Зоя тряхнула головой.
— Да. Но что ты…
— Некогда объяснять! — сказал я. — Жди меня на автобусной остановке. Всё поняла?
Каховская снова кивнула.
— Вот и молодец, — сказал я.
И повторил уже набившую оскомину фразу:
— Всё будет хорошо.
Но в этот раз добавил к ней:
— Честное пионерское!
Заглянул девочке в глаза. Подумал вдруг, что большие чёрные зрачки Каховской походили на пистолетные дула. Не удержался — левой рукой стряхнул с Зоиной приметной родинки никак не желавшую таять снежинку.
— Ступай! — сказал я.
Взял девочку за плечи, развернул её спиной к Дворцу спорта. Легонько подтолкнул Каховскую в спину. Зоя послушно зашагала туда, откуда доносился гул автомобильных моторов.
А я поспешил к аллее, на которую свернул Вовчик.
Не оглядывался.
Правую руку удерживал внутри сумки.
Глава 15
Под подошвами моих ботинок скрипел снег. Подобно звукам марша, он помогал мне удерживать взятый на старте темп. Ветер подталкивал меня в спину, швырял под ноги им же поднятые с земли крохотные льдинки. Ветер не добирался до пальцев моей правой руки, что внутри сумки через слой резины прикасались к холодной рукояти пистолета. Но те постепенно замерзали и без его помощи. Моя левая рука от холода страдала меньше: я спрятал её в карман пальто. На неё тоже не надел варежку. Потому что помнил: стрелять следовала «с двух рук». Я осторожно вдыхал морозный воздух. Уже слегка онемевший от холода кончик носа подсказывал: температура на улице сегодня опустилась едва ли не ниже двадцати градусов по Цельсию — нечастое явление для Великозаводска, далеко не самого северного города СССР.
Я по диагонали пересёк площадь перед Дворцом спорта. Изо рта вылетали клубы пара: густые, похожие на табачный дым. Они напомнили мне о Зоином отце. Я мысленно помянул Юрия Фёдоровича Каховского нехорошим словом: тот будто нарочно уехал в командировку в «неподходящее» время. Мимо меня прошла шумная ватага детей (как и я, детишки «дымили», будто паровозы). Мальчишки удостоили меня равнодушными взглядами.

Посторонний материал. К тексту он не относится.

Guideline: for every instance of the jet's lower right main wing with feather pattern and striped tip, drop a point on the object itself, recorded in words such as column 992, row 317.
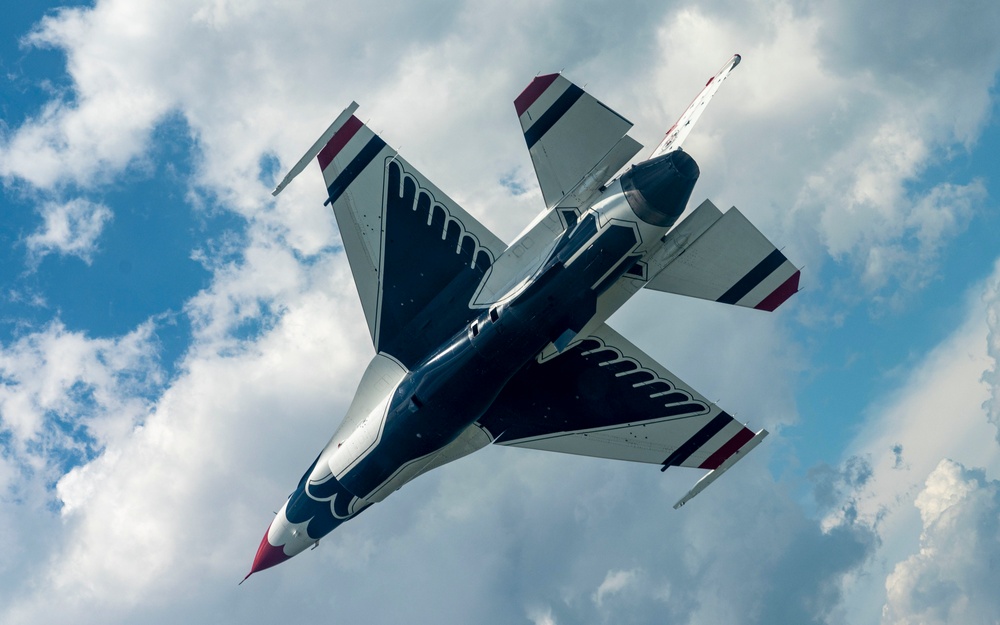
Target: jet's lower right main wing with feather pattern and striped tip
column 604, row 397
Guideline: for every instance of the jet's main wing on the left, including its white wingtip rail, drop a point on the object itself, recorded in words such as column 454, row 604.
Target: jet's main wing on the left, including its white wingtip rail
column 417, row 256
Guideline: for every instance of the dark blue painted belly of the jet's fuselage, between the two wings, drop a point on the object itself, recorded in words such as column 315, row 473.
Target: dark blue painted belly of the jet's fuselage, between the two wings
column 455, row 386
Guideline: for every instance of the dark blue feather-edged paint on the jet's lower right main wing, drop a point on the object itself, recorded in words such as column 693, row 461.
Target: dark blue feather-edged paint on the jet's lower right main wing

И торопливо проследовали к ведущей в сторону дома Каховских аллее. Я не пошёл за ними — свернул на другую дорогу, по которой сегодня уже проходил вместе с Зоей (полтора-два часа назад). Всё же обернулся, прежде чем зашёл за высокие, похожие на стену снежной крепости кусты. Зою не увидел. Понадеялся, что девочка вняла моим указаниям: дошла до автобусной остановки.
Я изначально планировал задействовать Каховскую лишь при старте запасного плана. Не собирался впутывать Зою в разборки со шпаной. Ни в одном из моих планов не выделил ей место на острие атаки. Однако наметил для девочки важную роль при запуске резервного варианта «спасения Вовчика». Решил, что «скину» ей пистолет (после того, как «всё закончится»). Неважно, как я добьюсь своей цели: со стрельбой, или без применения оружия. Меня вполне устраивал и тот вариант, в котором хулиганы испугаются одного только моего грозного вида (и «Вальтера», разумеется). Но даже он предполагал, что оружие после завершения «операции» следовало либо выбросить, либо хорошенько спрятать (от греха подальше). Выбрасывать пистолет не стану (ни в коем случае). Доверю его временное хранение дочери подполковника советской милиции.